Mr. Eisner, 52, is working part time, and colleagues said he looks frail.
Losses at the Euro Disney theme park outside Paris, the slow growth at Disneyland and Disney World as well as a tide of opposition among historians and conservationists to a proposed Civil War theme park in Virginia, have added to the company's difficulties.
Most troubling for the company, industry analysts said, is the gaping hole Mr. Katzenberg's departure leaves in several areas.
His strong leadership of the animation division delivered movies, such as "Beauty and the Beast," "Aladdin," and "The Lion King," that earned billions of dollars for Disney in box office, video and merchandising receipts.
He was also energetically involved in the company's television programming as well as Disney's arrival on Broadway with the hit "Beauty and the Beast" and several musicals to follow.
And he shrewdly expanded the reach of the motion pictures division through the acquisition of Miramax, whose offbeat films are hardly traditional family-style Disney fare, and a production deal with the Academy Award winning team of Ismail Merchant and James Ivory, the makers of "Room With a View," "Howard's End" and "Remains of the Day."
Several people at Disney said that Mr.
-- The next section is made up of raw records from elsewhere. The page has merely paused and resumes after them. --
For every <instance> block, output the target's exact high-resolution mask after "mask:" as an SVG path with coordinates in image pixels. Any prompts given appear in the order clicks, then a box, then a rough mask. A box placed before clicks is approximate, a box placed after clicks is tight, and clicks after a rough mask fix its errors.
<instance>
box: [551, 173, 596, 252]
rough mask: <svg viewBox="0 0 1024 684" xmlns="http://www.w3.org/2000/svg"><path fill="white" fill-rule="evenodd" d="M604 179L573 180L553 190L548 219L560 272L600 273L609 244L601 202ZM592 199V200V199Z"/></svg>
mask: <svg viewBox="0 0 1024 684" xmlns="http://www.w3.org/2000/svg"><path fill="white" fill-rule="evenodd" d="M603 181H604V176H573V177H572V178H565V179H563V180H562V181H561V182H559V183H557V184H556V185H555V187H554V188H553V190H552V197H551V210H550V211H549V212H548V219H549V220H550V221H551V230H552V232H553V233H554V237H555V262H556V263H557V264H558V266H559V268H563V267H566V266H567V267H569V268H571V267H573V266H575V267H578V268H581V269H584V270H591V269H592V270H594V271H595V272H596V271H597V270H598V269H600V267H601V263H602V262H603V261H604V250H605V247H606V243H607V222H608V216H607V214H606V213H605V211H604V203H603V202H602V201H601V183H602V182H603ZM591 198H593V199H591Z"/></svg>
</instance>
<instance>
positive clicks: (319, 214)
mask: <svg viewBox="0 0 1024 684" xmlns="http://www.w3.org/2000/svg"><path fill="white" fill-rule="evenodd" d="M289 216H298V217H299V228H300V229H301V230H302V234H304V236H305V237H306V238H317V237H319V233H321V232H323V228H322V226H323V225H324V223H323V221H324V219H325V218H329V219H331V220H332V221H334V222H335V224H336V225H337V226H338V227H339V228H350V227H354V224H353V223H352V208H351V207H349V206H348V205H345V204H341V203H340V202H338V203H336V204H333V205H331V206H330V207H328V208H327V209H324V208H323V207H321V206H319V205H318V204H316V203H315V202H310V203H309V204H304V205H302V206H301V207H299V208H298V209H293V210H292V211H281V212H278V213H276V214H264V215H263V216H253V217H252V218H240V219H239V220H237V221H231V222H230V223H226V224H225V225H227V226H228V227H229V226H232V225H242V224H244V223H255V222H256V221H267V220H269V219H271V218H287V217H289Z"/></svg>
Katzenberg's mood changed from exuberance to sadness yesterday morning as he responded to dozens of messages from industry colleagues.
"He loved this job, he loved this company," said one of his top aides.
His departure was attributed to Mr. Eisner's insistence that he wanted to run the company alone, without a partner.
And several executives at Disney said that Roy E. Disney, vice chairman of the company and one of the few remaining links to the founder, Walt Disney, his uncle, was opposed to enhancing Mr. Katzenberg's responsibilities by elevating him to the No. 2 job.
Those reasons are said to be personal but unclear. Mr. Disney has been in nominal charge of animation for years, though Mr. Katzenberg has dominated the division's productions.
Yesterday, Mr. Eisner said Mr. Disney would serve as Mr. Katzenberg's replacement in the animated division.
Mr. Katzenberg, whose responsibilities will partly be assumed by Joe Roth, the former chairman of 20th Century Fox, met with Mr. Roth at lunch yesterday at Disney's studios in Burbank, Calif.
In a phone interview, Mr. Katzenberg said, "This is not an angry or hostile separation. This is really about two people who have worked in a relationship for 19 years. It reached a point in which I was seeking to redefine the relationship and become Michael's partner. I wanted a greater challenge and new opportunities. I wasn't looking to walk away from it, abandon it.
"Michael's the boss, and he has every right to run the company the way he's most comfortable," Mr. Katzenberg, who will leave in mid-September, said.
"I haven't a scintilla of resentment about that. Michael's been my mentor, my teacher and my friend for 19 years, and I adore him."
Mr. Katzenberg said his future plans are up in the air.